Нет: день за днём залпы тяжёлой артиллерии вновь разрывали воздух, производя звук, похожий на полёт слепня, – а для меня, в непосредственной близости, это звучало, как будто заводят старые часы – и со стороны центра регулярно слышалась череда громких взрывов.
Затем 18 сентября над городом пролетела эскадрилья самолётов, сбросив на парашютах помощь повстанцам – не знаю, людей или военное имущество. Затем самолёты нанесли удары по частям Варшавы под контролем немцев и ночью сбросили грузы в центре города. В то же время артобстрел с востока становился всё сильнее.
Лишь к 5 октября отряды повстанцев стали двигаться из города в окружении солдат Вермахта. Некоторые были одеты в военную форму, у других были лишь красно-белые нарукавные повязки. Они образовывали странный контраст с конвоировавшими их немецкими подразделениями – в безупречной униформе, сытыми, уверенными в себе, осыпавшими насмешками провал восстания, пока снимали на камеры и фотографировали новых пленных.
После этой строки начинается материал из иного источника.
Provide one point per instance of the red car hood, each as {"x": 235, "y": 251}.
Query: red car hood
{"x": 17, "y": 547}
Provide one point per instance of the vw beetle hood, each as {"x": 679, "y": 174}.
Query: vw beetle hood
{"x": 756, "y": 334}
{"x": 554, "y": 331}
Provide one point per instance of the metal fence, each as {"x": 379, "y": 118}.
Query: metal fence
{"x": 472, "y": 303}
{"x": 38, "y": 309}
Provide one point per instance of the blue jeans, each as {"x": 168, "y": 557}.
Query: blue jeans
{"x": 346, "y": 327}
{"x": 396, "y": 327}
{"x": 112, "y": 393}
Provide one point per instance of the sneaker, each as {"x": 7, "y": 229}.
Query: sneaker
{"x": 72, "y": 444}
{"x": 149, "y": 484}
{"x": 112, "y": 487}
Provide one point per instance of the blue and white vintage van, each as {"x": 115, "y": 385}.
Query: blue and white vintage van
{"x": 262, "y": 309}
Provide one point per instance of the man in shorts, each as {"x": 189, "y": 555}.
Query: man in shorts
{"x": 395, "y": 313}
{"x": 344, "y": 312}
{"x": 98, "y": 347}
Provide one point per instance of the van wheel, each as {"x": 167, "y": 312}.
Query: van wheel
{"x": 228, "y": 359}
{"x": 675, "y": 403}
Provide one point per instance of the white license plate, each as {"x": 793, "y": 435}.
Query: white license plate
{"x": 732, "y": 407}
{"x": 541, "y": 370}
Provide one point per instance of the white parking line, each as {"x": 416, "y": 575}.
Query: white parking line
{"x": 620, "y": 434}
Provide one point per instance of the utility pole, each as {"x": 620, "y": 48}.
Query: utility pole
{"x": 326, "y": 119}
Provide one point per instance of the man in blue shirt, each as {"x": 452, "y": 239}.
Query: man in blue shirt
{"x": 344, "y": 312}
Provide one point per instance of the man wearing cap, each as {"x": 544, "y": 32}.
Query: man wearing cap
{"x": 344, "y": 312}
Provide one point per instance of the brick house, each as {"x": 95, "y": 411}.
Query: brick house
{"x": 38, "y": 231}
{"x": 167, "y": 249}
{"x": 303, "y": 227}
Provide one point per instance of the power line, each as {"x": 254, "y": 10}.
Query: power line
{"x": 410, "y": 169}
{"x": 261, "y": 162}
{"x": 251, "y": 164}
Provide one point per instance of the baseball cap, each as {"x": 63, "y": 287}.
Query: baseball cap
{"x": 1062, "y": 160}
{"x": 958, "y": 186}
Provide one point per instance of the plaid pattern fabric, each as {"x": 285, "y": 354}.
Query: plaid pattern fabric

Повстанцы же были худы, грязны, зачастую в лохмотьях, и лишь с большим трудом держались на ногах. Они не обращали внимания на немцев, полностью игнорируя их, словно бы они по собственной воле решили пройти по аллее Независимости. В своих рядах они сохраняли дисциплину, поддерживая тех, кому было трудно идти, и даже не взглянули в сторону развалин, продолжая шагать вперёд и смотреть прямо. И хотя они являли собой такое жалкое зрелище рядом со своими победителями, возникало чувство, что побеждённые здесь отнюдь не они.
Следующие восемь дней занял исход оставшегося гражданского населения из города, с каждым днём всё меньшими группами. Это выглядело как кровь, вытекающая из тела убитого – сначала мощным потоком, затем всё медленнее. Последние жители ушли 14 октября. Уже давно сгустились сумерки, когда горстка отставших, подгоняемых конвоем СС, прошла мимо дома, где я всё ещё прятался. Я выглянул из окна, обожжённого пожаром, и смотрел на торопливо шагающие фигуры, согнутые под тяжестью вещей, пока их не поглотила темнота.
Теперь я остался один с крохотной пригоршней сухарей на дне мешка и несколькими ваннами грязной воды в качестве единственного запаса провизии. Сколько я ещё продержусь в таких обстоятельствах перед лицом наступающей осени с её короткими днями и в приближении зимы?
17. Жизнь за спирт
Я был один: один не в конкретном доме или даже районе города, один во всём городе, который всего два месяца назад обладал полуторамиллионным населением и был одним из богатейших городов Европы. Теперь он состоял из печных труб сгоревших домов, торчащих к небу, и кое-каких стен, уцелевших после бомбардировок, – город руин и пепла, похоронивших многовековую культуру моего народа и тела сотен тысяч убитых жертв, которые гнили в тепле этих дней поздней осени и наполняли воздух ужасающим смрадом.
Люди появлялись в развалинах только днём – отбросы общества из-за пределов города, опасливо крадущиеся с лопатами на плече, которые шарили по подвалам в поисках добычи. Один из них выбрал мой разрушенный дом. Он не должен был обнаружить меня – никому не следовало знать, что я здесь. Когда он поднялся по ступеням и оказался всего двумя этажами ниже меня, я прорычал диким угрожающим голосом: «Что происходит? Пошёл вон! Rrraus[2]!».
Он кинулся прочь, как вспугнутая крыса: последний из отбросов, которого прогнал голос последнего бедолаги, оставшегося в живых.
Ближе к концу октября я смотрел вниз с чердака и увидел, как немцы задерживают одну из таких стай гиен. Воры пытались отговориться. Я слышал, как они снова и снова повторяют: «Из Прушкова, из Прушкова», – и показывают на запад. Солдаты поставили четверых из них к ближайшей стене и расстреляли из револьверов, несмотря на скулящие мольбы о пощаде. Остальным они приказали выкопать могилу в саду одного из особняков, похоронить тела и убираться вон. После этого даже воры держались от этой части города подальше. Теперь я был единственной живой душой здесь.